"Within the next three to six months we would probably look at another maybe Rs 5 billion plus," said Rajendra Theagarajah, chief executive at HNB said.
"We have an internal aspiration of benchmarking out total capital adequacy in excess of 14-15 percent."
"This is really to create that space which the governor (of the Central Bank) mentioned sometimes ago so that the bank would have a strong enough capital buffer to meet the positive growth opportunities in the country and look forward for the next five years."He said the bank has already raised nearly eight billion rupees in capital via a combination of equity and debt.

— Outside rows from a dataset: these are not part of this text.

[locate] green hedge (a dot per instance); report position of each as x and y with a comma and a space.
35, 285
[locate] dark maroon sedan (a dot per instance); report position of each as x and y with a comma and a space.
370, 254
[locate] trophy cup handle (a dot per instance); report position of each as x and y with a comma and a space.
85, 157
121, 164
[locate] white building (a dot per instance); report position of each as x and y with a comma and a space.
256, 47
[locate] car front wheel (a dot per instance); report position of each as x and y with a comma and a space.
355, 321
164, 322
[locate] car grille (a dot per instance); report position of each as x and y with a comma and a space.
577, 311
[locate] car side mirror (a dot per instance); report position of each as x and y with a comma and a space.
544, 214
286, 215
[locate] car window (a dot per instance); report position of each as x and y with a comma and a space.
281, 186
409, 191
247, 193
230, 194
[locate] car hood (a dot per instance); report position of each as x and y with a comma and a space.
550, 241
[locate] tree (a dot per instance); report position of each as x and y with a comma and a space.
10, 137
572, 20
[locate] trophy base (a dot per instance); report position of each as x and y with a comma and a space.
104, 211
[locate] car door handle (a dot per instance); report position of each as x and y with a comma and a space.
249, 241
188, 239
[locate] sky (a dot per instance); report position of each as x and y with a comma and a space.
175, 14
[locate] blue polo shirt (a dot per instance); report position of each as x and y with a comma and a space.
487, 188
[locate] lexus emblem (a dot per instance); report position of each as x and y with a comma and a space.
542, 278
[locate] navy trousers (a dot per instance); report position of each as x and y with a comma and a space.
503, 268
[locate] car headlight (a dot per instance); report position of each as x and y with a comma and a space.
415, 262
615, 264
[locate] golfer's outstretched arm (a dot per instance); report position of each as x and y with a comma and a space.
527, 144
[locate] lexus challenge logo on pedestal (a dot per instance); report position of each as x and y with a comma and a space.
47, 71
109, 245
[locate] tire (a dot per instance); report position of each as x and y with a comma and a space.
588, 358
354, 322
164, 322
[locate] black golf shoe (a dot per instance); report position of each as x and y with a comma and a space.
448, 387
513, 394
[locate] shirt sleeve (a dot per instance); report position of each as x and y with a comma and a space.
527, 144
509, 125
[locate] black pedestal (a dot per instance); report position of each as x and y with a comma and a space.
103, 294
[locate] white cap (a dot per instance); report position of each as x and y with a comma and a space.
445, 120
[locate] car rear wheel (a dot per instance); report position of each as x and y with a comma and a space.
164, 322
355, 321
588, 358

During May to September 2011 HNB raised six billion rupees in Tier I equity capital and two billion in Tier II through a subordinated debt, a Fitch, a ratings agency said.

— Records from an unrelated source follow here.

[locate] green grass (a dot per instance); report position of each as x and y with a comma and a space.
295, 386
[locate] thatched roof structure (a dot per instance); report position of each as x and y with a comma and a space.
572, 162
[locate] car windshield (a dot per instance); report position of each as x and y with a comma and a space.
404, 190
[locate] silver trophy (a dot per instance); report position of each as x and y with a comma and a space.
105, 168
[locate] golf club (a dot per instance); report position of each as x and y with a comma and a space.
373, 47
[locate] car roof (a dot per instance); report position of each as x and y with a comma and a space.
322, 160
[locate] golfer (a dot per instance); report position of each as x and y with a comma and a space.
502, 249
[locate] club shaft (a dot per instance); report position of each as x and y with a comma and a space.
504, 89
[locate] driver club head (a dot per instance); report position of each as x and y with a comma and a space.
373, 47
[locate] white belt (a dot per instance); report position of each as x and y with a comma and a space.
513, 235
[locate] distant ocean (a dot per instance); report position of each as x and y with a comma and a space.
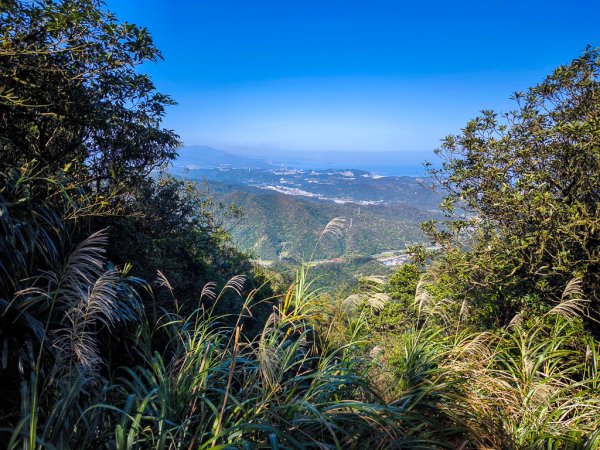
400, 163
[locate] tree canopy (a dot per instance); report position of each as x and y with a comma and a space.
523, 192
70, 91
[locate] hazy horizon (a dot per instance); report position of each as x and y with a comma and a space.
349, 76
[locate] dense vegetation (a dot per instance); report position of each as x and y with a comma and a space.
275, 226
128, 320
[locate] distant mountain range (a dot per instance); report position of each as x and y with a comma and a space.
403, 163
286, 208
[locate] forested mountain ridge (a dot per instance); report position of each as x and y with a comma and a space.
128, 320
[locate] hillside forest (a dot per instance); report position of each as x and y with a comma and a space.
130, 320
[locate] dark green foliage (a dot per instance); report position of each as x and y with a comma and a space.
69, 91
403, 282
275, 225
522, 189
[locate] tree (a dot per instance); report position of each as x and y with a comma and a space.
522, 193
69, 91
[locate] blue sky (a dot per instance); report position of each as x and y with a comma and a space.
317, 76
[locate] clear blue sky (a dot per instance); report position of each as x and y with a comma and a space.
350, 75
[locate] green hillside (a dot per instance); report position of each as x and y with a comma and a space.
277, 226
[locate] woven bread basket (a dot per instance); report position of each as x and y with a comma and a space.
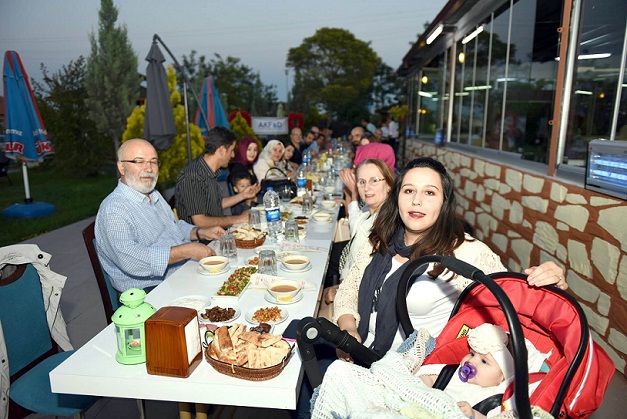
249, 244
245, 373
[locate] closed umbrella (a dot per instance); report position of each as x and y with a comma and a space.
212, 108
159, 126
26, 135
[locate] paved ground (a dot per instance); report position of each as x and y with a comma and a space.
82, 307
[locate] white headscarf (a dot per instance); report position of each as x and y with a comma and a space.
266, 153
490, 339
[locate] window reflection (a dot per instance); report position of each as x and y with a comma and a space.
596, 78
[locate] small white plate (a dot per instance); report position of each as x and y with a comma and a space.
231, 298
251, 312
252, 264
238, 312
270, 298
293, 271
203, 271
197, 302
324, 221
276, 249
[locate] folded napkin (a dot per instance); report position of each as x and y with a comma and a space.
263, 281
301, 247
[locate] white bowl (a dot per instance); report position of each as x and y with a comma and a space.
283, 290
329, 204
322, 217
214, 262
296, 262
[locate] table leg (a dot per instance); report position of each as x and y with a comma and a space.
185, 410
201, 410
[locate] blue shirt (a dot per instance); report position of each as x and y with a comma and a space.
134, 234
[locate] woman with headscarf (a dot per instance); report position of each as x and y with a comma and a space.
246, 156
268, 159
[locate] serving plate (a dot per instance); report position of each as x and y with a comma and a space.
270, 298
203, 271
249, 315
196, 302
231, 298
276, 249
238, 313
293, 271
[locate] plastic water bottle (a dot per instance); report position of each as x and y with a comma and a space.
271, 201
301, 180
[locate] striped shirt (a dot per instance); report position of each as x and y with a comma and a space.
134, 235
197, 191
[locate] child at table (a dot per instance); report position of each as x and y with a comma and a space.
240, 180
399, 384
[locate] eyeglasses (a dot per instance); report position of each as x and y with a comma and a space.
142, 162
372, 182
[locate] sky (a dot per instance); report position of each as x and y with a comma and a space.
258, 32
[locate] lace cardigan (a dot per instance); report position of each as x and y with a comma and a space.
471, 251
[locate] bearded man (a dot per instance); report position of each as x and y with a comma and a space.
138, 239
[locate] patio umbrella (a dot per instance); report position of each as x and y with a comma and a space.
212, 108
26, 136
159, 126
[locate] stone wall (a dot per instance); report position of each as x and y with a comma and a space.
528, 219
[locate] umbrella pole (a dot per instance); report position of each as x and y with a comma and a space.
27, 198
186, 83
189, 141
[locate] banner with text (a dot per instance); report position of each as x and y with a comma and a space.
262, 125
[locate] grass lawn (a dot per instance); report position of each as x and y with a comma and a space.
75, 200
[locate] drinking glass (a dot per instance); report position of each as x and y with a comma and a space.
227, 246
307, 204
267, 262
291, 231
254, 218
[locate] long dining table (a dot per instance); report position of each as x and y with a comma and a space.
93, 369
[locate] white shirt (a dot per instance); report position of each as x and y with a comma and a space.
429, 304
51, 287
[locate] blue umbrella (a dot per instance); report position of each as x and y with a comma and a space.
211, 107
26, 135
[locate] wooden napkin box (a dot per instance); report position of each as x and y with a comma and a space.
173, 342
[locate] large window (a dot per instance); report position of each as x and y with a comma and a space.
594, 112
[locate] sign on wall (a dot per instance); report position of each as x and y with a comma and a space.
262, 125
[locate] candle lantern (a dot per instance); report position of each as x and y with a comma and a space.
129, 321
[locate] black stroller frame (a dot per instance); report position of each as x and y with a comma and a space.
310, 329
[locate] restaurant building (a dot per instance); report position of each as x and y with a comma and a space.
510, 95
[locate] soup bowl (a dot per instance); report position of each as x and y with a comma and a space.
214, 262
284, 290
295, 262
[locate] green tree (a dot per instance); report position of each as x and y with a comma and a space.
240, 87
175, 158
386, 85
112, 80
80, 150
241, 128
334, 71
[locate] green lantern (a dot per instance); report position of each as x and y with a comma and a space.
129, 322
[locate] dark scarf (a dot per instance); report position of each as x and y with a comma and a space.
373, 289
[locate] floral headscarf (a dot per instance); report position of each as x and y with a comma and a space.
242, 147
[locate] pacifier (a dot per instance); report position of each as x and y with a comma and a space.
466, 372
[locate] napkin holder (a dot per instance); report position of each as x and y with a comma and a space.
173, 342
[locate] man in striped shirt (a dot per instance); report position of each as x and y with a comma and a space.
139, 241
198, 197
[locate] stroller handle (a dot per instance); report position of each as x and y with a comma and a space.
521, 377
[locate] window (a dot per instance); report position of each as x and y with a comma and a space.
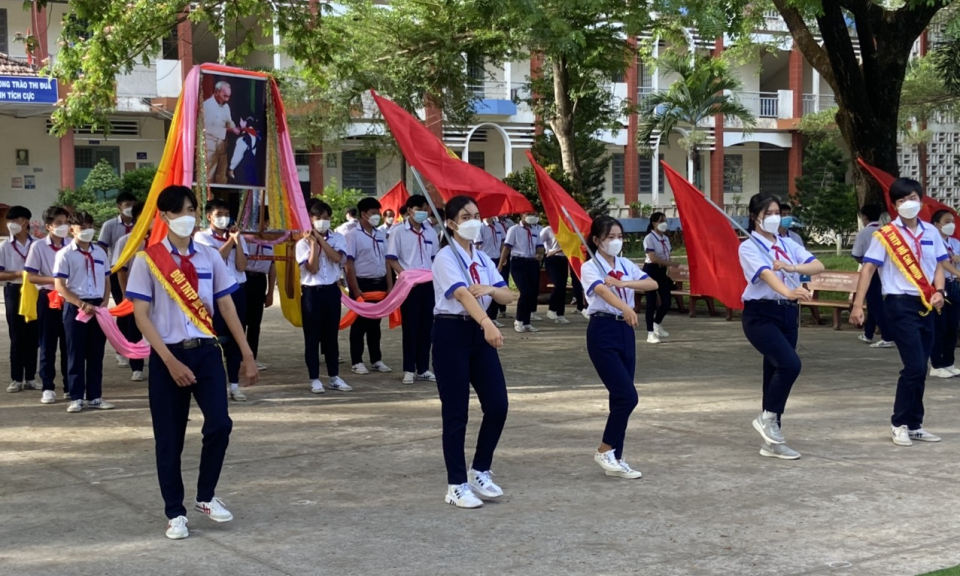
360, 171
733, 174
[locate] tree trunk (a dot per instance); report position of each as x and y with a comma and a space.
563, 121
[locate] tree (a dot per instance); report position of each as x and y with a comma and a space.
704, 90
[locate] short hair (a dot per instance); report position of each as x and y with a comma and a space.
125, 197
215, 204
16, 212
319, 208
903, 187
368, 203
51, 213
171, 199
81, 218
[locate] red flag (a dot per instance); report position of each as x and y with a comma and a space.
554, 197
450, 175
930, 205
395, 198
712, 245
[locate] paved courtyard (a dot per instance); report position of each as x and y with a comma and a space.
345, 484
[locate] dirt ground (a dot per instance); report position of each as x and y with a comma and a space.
353, 483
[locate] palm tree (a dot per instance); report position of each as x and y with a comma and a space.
704, 88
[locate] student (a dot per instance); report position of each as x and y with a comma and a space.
524, 250
910, 293
172, 303
81, 276
611, 284
657, 262
39, 267
876, 317
413, 246
945, 323
24, 336
261, 282
319, 254
772, 266
557, 267
465, 343
367, 272
110, 233
129, 329
227, 240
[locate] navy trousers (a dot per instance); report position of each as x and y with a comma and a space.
914, 337
462, 357
772, 328
52, 337
320, 309
85, 344
231, 350
417, 326
24, 337
944, 349
612, 347
170, 407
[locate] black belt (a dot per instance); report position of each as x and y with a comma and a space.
194, 343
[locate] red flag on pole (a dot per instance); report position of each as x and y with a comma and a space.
555, 198
712, 245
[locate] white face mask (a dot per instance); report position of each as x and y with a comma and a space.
909, 209
183, 226
86, 235
470, 230
612, 247
770, 224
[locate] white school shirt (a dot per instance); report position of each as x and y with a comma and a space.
591, 277
328, 272
41, 257
523, 241
207, 238
71, 265
214, 280
413, 250
657, 243
449, 274
757, 255
13, 256
931, 246
260, 266
367, 252
862, 241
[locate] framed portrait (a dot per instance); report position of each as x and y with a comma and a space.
234, 115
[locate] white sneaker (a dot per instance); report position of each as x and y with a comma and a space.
337, 383
608, 461
177, 528
481, 483
900, 435
359, 369
462, 496
214, 510
100, 404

"Ideally a lot of banks prefer to maintain a capital adequacy ratio of around 10 percent which is the minimum requirement set by the Central Bank," said Maninda Wickramasinghe, the country head, Fitch Ratings Lanka.
"If any bank maintains that percentage as a policy I would say it is a well managed bank in terms of risk profile and 14 percent is a very good rate."
A recent Fitch report said HNB's total capital adequacy was 11.4 percent in the first half of 2011, with half year profits added, and Tier I alone was 10.2 percent, though slightly lower than last year.
Fitch has rated the lender, 'AA-(lka)' with a stable outlook. Its subordinated debt is rated a notch lower at A+ (lka). The new capital will back HNB's future loan growth and increase capacity to absorb potential loan losses, Fitch said.
The bank will continue to raise capital in the next year, mostly in debt.
"I think we have raised most of the equity component of it, so the balance would be Tier II instruments from a good mix of prospective investors," Theagarajah said.
"Wherever possible we will seek to list these instruments so we will create at the same time a good corporate bond market in this country and create the all important liquidity in these instruments."
Fitch said Sri Lanka's government and related entities held 28 percent of the banks stock and Stassen group held 18 percent.